Das Problem jetzt ist dass bei einem Eintrag über das Formular, die gesamten Einträge nochmal geholt werden + dem neuen. D.h. die bisher bestehenden werden zwei mal angezeigt.

Weiß dazu jemand eine sinnvolle Lösung?
Und was gibt es für Möglichkeiten die bestehenden Einträge auch schon anzeigen zu lassen wenn JS deaktiviert ist.

Danke

MfG


----------



## rd4eva (7. März 2010)

> D.h. die bisher bestehenden werden zwei mal angezeigt.



Eine Möglichkeit wäre ganz einfach nicht alle zu "Selecten" sondern nur jeweils den letzten Eintrag und diesen ganz einfach an die ja eh schon bestehenden anzuhängen.
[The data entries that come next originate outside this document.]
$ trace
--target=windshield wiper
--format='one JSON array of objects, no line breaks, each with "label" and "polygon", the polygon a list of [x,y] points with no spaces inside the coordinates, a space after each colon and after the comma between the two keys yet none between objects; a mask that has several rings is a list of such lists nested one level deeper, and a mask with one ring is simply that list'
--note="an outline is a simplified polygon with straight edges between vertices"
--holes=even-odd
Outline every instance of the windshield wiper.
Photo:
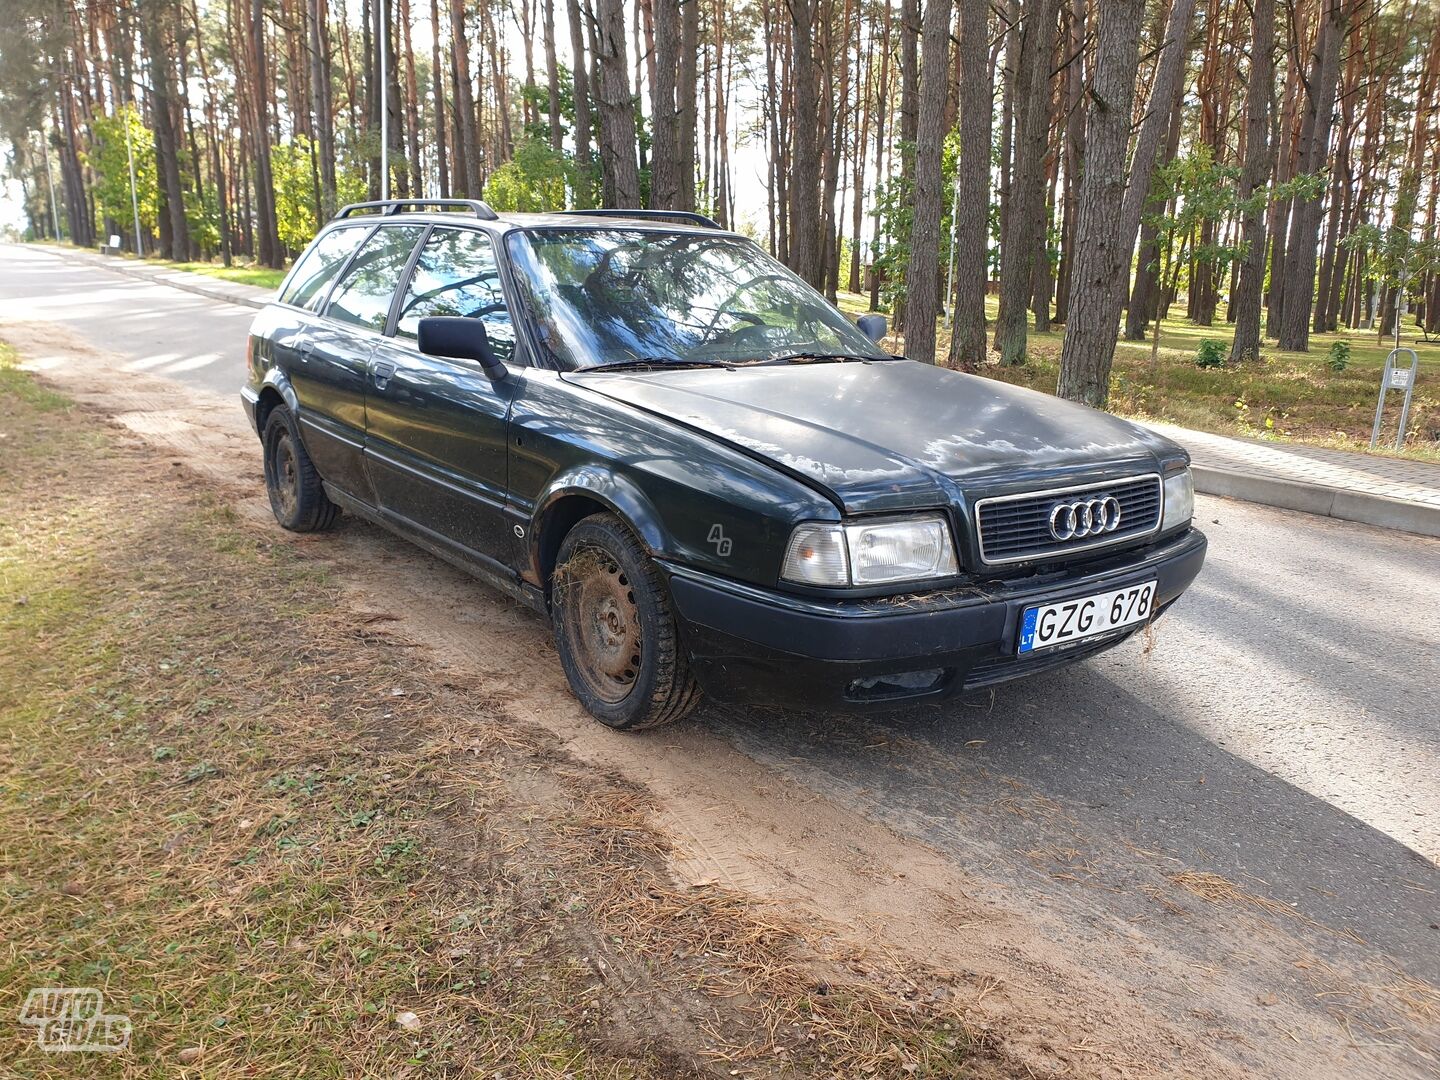
[{"label": "windshield wiper", "polygon": [[869,360],[883,360],[880,356],[855,356],[851,353],[793,352],[781,356],[767,356],[764,360],[752,360],[752,364],[847,364],[865,363]]},{"label": "windshield wiper", "polygon": [[673,371],[677,368],[729,368],[724,360],[681,360],[674,356],[641,356],[634,360],[621,360],[614,364],[595,364],[585,371]]}]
> Und was gibt es für Möglichkeiten die bestehenden Einträge auch schon anzeigen zu lassen wenn JS deaktiviert ist.


Du bist doch beim ersten Anzeigen garnicht auf JavaScript angewiesen. Beim ersten Aufruf der Seite kannst du alle bisher bestehenden Einträge per PHP ausgeben lassen.


----------



## sonicks (7. März 2010)

Hallo,

Danke für die Antwort! Ich hab jetzt die Inhalte per PHP von Anfang an ausgeben lassen und eine extra PHP Datei für den Eintrag & Selektieren des letzten Eintrages. Dieser wird dann genauso wie im letzten Post beschrieben an die bestehenden angehängt.
Soweit, so gut!
Funktioniert auch einwandfrei.

Nur wenn ich einen Eintrag schreibe, dieser wird angehängt, und gleich nochmal einen schreibe, dann wird der vorletzte nicht mehr angezeigt sondern nur der letzte. Jetzt stellt sich für mich die Frage wie und ob ich das lösen soll. Das ganze soll später mal auf eine Kommetarfunktion von einem Blogeintrag angewandt werden. Da kommt es ja in der Regel nicht vor, dass man zwei Kommentare direkt hintereinander schreibt ohne die Seite zu refreshen. D.h. ich könnte evtl. eine Cookie Eintragsperre für eine Minute o.ä. erstellen oder das Problem einfach ignorieren und hoffen, dass niemand zweimal hintereinander einen Kommentar schreibt.

Weiß jemand wie man das in der Regel löst? 

Danke 

Grüße


----------